The local administration of Srebrenica is due to discuss a proposal to name the Bosnian town's main thoroughfare after Austrian writer Peter Handke, a Nobel Prize winner and an apologist for Serbian war crimes.
Srebrenica, located in Republika Srpska, the Serbian entity of Bosnia-Herzegovina, was the site of the July 1995 massacre of more than 8,000 Muslim men and boys by Bosnian Serb forces -- the worst atrocity committed in Europe since World War II that was ruled as an act of genocide by the International Criminal Tribunal for the former Yugoslavia (ICTY).
The proposal, to be discussed on May 24,was put forward by a so-called citizens' association called the Eastern Alternative of Republika Srpska. The street currently bears the name of Marshal Josip Broz Tito, the longtime leader of communist Yugoslavia.
The president of the association, Vojin Pavlovic, told RFE/RL that "it is absurd for the Marshal Tito Street to exist in Srebrenica nowadays, while a Nobel laureate cannot have his own street."
"Peter Handke is a man who is a great friend of the Serbian people first, and secondly, a great fighter for the truth," Pavlovic told RFE/RL.
Handke, a controversial choice for the 2019 Nobel Prize for Literature, has long been known as a supporter of the late Serbian strongman Slobodan Milosevic's policies in the 1990s.
He was criticized by the international community for his support for Serbia during the break-up of the former Yugoslavia, visits to Milosevic in the Hague tribunal's detention unit, and attendance at his funeral.
Bosnia, Albania, Croatia, North Macedonia, Kosovo, and Turkey boycotted the Nobel Prize award ceremony in 2019. Protests were also held in Sweden on the day the awards were presented in Stockholm.
Handke, 78, who is considered to be one of the most original German-language writers alive, has argued that Serbs were unfairly portrayed by the Western press as the only aggressors in the conflict.

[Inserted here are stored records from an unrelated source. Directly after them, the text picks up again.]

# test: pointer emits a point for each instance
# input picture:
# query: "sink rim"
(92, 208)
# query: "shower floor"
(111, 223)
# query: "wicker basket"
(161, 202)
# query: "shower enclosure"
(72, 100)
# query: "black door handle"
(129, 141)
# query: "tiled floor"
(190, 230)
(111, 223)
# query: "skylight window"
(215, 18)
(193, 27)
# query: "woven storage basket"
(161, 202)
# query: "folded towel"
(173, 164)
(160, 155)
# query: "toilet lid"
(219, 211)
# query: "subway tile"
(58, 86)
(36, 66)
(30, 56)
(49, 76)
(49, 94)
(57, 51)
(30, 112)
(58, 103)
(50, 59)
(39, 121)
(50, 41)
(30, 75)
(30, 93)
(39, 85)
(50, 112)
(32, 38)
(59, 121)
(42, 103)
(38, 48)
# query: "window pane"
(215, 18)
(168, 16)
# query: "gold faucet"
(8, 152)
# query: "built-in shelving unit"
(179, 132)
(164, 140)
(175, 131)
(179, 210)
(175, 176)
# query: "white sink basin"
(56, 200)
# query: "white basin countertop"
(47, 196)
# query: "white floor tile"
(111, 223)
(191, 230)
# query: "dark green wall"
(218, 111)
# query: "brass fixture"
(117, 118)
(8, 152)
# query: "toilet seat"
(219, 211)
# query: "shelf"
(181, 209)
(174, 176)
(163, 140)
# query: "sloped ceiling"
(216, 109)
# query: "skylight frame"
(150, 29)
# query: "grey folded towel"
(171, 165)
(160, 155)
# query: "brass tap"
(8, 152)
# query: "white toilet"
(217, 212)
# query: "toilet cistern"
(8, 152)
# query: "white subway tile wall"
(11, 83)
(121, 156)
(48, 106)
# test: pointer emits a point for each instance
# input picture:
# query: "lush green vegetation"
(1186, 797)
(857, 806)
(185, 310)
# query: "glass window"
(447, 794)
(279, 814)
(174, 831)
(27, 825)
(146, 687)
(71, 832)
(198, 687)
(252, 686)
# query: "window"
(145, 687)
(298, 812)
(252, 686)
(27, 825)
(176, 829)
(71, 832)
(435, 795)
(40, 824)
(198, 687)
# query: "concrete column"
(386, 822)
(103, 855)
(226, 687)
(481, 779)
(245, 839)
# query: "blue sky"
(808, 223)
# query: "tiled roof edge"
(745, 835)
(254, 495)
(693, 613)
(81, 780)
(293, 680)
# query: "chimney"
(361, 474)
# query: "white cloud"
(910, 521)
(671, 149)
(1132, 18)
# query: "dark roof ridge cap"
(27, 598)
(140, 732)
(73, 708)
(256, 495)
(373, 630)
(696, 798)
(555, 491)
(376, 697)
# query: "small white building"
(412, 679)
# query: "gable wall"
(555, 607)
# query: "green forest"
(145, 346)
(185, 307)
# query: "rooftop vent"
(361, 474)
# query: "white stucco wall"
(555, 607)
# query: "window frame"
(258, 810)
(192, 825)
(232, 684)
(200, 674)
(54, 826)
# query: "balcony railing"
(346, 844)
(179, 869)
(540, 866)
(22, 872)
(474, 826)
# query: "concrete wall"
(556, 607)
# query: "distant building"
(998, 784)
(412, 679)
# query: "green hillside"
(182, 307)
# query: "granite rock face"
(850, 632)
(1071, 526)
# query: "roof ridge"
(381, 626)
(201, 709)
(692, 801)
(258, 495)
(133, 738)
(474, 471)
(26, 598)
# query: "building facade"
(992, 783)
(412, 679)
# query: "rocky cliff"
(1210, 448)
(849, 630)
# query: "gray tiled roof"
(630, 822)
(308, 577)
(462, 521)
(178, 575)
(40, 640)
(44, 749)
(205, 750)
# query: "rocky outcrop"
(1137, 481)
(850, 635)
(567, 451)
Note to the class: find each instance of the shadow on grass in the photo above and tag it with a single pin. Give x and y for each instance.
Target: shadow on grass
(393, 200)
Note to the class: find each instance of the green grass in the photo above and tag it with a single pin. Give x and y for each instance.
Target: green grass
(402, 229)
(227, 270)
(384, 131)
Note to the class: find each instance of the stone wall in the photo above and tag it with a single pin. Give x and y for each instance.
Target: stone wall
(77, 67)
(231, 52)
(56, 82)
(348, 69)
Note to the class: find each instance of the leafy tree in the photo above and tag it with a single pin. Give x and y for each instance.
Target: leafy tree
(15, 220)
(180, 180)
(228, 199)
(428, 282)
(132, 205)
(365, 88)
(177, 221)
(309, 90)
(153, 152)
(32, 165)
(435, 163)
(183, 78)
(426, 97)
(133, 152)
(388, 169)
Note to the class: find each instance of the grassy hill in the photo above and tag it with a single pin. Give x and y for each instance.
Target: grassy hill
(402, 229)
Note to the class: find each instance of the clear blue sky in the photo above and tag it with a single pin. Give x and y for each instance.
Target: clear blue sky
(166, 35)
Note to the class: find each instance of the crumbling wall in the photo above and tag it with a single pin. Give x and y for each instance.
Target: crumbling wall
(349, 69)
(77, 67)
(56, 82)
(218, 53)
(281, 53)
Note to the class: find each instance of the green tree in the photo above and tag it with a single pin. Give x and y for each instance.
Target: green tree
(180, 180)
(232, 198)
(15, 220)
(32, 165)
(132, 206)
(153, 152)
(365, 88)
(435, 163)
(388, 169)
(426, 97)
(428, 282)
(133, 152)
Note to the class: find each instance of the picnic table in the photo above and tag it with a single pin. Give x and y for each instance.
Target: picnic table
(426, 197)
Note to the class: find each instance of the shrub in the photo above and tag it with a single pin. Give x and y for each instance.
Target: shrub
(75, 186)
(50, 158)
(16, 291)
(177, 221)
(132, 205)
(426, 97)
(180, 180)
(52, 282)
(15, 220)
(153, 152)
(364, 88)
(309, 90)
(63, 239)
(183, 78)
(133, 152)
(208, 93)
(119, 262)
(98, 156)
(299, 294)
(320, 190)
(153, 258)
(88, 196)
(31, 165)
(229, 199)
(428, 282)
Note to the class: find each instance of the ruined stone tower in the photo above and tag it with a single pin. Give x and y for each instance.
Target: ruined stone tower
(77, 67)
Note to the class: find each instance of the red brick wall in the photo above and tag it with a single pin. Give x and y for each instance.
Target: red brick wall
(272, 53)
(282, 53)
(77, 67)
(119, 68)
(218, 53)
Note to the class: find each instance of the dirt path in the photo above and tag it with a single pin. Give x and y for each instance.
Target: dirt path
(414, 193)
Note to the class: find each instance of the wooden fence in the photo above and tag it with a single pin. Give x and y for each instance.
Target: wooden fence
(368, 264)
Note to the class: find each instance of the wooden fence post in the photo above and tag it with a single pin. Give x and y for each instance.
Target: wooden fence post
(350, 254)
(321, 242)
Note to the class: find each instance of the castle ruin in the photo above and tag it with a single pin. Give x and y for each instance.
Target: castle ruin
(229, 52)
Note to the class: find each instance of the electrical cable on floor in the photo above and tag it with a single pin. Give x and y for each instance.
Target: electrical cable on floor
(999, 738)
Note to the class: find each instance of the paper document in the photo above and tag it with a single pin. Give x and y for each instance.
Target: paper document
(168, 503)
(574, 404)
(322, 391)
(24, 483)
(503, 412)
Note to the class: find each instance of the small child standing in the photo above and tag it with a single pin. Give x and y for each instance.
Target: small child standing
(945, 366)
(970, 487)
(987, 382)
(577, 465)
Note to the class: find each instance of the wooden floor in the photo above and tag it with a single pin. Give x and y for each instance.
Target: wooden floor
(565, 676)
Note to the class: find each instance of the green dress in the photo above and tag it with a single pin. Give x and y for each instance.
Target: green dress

Pavlovic said that, even if the proposal is rejected by the Srebrenica Municipal Assembly, his association intends to place street signs with Handke's name on the thoroughfare and adorn it with posters and other symbols. He said he will personally finance the initiative.
So far, 94 mass graves have been exhumed in Srebrenica and the surrounding municipalities, and the remains of more than 6,900 victims killed by Republika Srpska Army forces have been identified.